Le générique de Taratata fait partie de ces jingles que des millions de Français reconnaissent dès les premières secondes. Derrière ces quelques mesures pop-rock se cache une histoire aussi improbable que révélatrice du talent de Jean-Jacques Goldman : une commande passée en urgence, composée pendant les fêtes de Noël, livrée sur cassette — et inchangée depuis plus de trente ans.

Une commande de Nagui formulée avec des mots très précis

C'est Nagui lui-même qui a sollicité Jean-Jacques Goldman pour composer le générique, avec des exigences très précises : il voulait que le morceau débute comme un orchestre symphonique qui s'accorde, suivi d'un riff de guitare évoquant Quand la musique est bonne, avec des références immédiates et simples. Un cahier des charges exigeant, mais Goldman a accepté sans hésiter.

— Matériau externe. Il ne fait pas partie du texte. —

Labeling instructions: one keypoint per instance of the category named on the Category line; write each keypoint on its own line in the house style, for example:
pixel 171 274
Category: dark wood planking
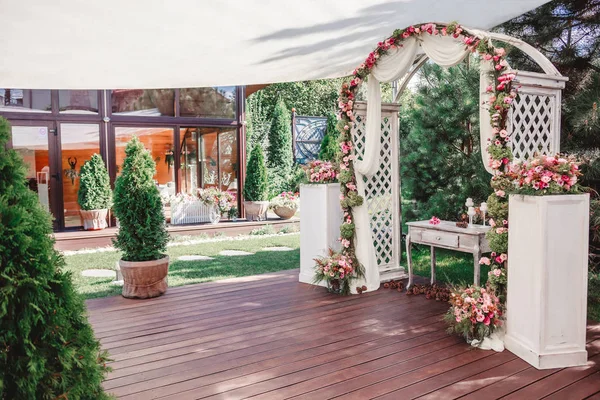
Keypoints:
pixel 269 337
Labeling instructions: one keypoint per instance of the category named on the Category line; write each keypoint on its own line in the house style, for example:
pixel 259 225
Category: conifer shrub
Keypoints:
pixel 142 234
pixel 256 185
pixel 47 346
pixel 94 185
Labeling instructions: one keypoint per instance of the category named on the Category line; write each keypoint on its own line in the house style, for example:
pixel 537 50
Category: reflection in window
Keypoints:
pixel 140 102
pixel 159 141
pixel 78 101
pixel 25 100
pixel 211 102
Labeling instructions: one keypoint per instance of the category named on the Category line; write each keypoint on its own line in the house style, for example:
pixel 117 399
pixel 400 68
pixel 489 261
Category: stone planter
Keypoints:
pixel 256 210
pixel 144 279
pixel 547 279
pixel 93 220
pixel 320 222
pixel 284 212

Le problème : le tournage de Taratata était prévu le 8 janvier, soit à peine dix jours après cet échange, en plein cœur des vacances de Noël. Goldman se trouvait alors au ski avec sa famille. Une situation qui aurait pu faire capoter le projet, mais Goldman a choisi de laisser les pistes pour honorer sa promesse. Quelques jours plus tard, Nagui recevait la cassette — exactement celle dont le générique n'a pas changé depuis trente ans.

Un morceau instrumental aux sonorités mêlées

Le générique de Taratata est un morceau instrumental qui mélange des sonorités rock, funk et orientales, composé par Jean-Jacques Goldman à la demande de Nagui. Ce mélange de styles n'est pas anodin : il reflète l'ADN même de l'émission, fondée sur la rencontre entre artistes d'univers différents, autour de la performance live.

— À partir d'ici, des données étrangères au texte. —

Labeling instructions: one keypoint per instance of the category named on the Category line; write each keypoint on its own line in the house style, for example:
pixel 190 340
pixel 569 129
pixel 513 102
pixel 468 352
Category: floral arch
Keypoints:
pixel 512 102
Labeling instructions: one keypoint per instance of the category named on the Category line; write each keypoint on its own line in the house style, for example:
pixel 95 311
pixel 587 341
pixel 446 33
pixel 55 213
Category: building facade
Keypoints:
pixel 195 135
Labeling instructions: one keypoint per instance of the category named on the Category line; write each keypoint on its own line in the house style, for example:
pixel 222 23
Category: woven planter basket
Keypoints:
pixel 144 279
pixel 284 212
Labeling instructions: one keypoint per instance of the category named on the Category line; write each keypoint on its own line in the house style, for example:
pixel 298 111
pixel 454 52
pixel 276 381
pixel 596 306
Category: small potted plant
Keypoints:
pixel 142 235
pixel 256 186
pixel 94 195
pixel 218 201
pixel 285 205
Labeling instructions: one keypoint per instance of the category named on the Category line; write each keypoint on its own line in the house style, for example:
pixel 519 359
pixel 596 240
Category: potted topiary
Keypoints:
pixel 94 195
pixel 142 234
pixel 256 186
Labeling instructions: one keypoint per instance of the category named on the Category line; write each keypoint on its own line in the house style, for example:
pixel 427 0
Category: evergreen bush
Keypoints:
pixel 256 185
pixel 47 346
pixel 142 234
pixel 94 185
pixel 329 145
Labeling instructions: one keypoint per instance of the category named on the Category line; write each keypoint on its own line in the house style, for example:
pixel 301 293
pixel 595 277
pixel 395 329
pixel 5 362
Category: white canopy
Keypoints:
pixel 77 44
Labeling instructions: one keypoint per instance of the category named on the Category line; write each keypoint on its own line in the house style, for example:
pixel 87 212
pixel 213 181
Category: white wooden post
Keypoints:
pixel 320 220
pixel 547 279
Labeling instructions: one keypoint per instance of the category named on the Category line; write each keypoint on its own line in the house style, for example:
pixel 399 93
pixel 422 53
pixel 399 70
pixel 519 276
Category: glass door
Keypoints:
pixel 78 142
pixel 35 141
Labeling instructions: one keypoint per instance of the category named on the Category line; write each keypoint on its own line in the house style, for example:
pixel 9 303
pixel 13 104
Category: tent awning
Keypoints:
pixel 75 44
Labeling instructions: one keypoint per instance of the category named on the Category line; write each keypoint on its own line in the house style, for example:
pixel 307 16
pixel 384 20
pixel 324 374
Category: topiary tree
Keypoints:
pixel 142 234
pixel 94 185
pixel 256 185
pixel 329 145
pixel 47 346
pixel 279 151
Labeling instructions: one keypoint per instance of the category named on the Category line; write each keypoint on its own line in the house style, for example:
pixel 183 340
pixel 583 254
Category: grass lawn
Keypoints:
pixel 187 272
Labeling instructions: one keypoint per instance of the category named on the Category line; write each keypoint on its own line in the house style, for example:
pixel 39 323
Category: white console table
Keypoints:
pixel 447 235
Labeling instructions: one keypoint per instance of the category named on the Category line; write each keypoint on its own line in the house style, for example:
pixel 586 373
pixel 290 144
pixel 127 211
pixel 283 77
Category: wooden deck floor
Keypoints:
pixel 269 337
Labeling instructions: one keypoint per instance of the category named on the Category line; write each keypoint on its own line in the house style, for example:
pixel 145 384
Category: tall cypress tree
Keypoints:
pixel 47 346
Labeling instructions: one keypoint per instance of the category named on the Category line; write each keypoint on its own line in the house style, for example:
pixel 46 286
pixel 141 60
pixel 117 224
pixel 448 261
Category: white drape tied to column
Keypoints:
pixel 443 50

Le générique est une variation instrumentale sur l'introduction orchestrale de la chanson Rouge, parue en 1993 sur l'album du même nom, avec une progression d'accords, un rythme et une ambiance dramatique quasi identiques. Ce n'est donc pas une composition anodine griffonnée à la hâte, mais un morceau ancré dans son travail de l'époque, réarrangé spécialement pour le plateau télé.

Goldman, figure essentielle dans l'histoire de Taratata

Le lien entre Jean-Jacques Goldman et Taratata ne se limite pas au générique. Nagui lui-même le reconnaît : Goldman a littéralement sauvé l'émission lors de son deuxième numéro, en acceptant de remplacer au pied levé un artiste qui avait annulé quarante-huit heures avant l'enregistrement. Ce soir-là, accompagné de Carole Fredericks et Michael Jones, Goldman a offert à Taratata sa première grande émission, déclenchant une hausse immédiate des ventes de ses albums.

Malgré ce rôle fondateur, Goldman a décliné l'invitation pour les 30 ans de l'émission en 2023. Sa réponse à Nagui était sans équivoque : "30 ans, ce n'est pas un vrai anniversaire, mais 50, oui." Rendez-vous est donc pris pour 2043. En attendant, chaque diffusion de Taratata commence par ces quelques mesures composées à la va-vite sur une cassette — un paradoxe qui résume bien Goldman : un perfectionniste capable d'excellence dans l'urgence, et suffisamment discret pour que la plupart des téléspectateurs ignorent encore aujourd'hui qu'il en est l'auteur.